Afternoons end before they have really begun now, don’t they? By 3 p.m., I must turn on a light here and another there. Abbreviated days possess a sort of magic, especially when the snow finally arrives. But by early January, I suspect that, as in years past, the long nights will begin to weary me, and I will sniff the air for the scent of warm, clean dirt. Spring.
I took the image above during a recent trip to the Museum of Science and Industry. The adventure was equal parts sentiment and foolhardiness. After all, who goes to MSI on the day before Thanksgiving? Everyone, as it turns out. And the trip into the city took twice as long as it should have. Still, we had a lovely time and plan to return for a proper visit (i.e., one that coincides with everyone else returning to work and school) over our long winter break.
After MSI and dinner, we browsed the wondrous stacks at the Seminary Coop Bookstores and then attended Electra at the Court Theatre. The Court’s Greek Cycle has met with somewhat mixed reviews, but we have appreciated all of it — particularly Sandra Marquez’s majestic Clytemnestra (all three plays) and Kate Fry’s Electra.
Apart from getting the band back together, the trip into Chicago for MSI and Electra was the highlight of our recent ten-day break. Our daughters, now juniors, use the Thanksgiving holiday to get ahead on final projects and examinations, so when they came up for air, we kept it pretty simple. We (re)watched some Sherlock (in anticipation of Season 4) and walked. We raked leaves and counted birds at the feeders. We ate good food and talked. They had appointments for haircuts and annual physicals. Otherwise, they were absorbed by their studies. Soon they will be home again, though, with no projects or exams looming large. We have assembled a much more ambitious itinerary for our winter break, then, including four plays, four museums, the postponed zoo trip, and some eagle-watching.
In early December, while they finish up their fall courses and enter their reading and examination period, I will work through some holiday music and Unit 4 in Rubank Advanced Method, Vol. 1. I have been studying flute for just over two years now and will (again) acknowledge that while I have made tremendous strides, some skills may be beyond me, including velocity. Young learners have a decided advantage when it comes to manual dexterity and speed, to be sure, but the pursuit remains worthwhile and stimulating.
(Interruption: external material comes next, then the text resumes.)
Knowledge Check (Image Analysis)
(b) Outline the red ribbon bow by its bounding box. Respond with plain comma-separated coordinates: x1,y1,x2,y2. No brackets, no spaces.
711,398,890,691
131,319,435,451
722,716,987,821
Other pursuits for these next two weeks include reading, of course; Project FeederWatch, which now offers an option to report behavioral data (displacement and predation); and my volunteer work at the library, which I don’t think I have mentioned previously. My husband and I gave several hours each week a few summers ago but stepped away from the commitment to focus on our literacy volunteer assignment. I returned to the library in September and am enjoying the people and projects.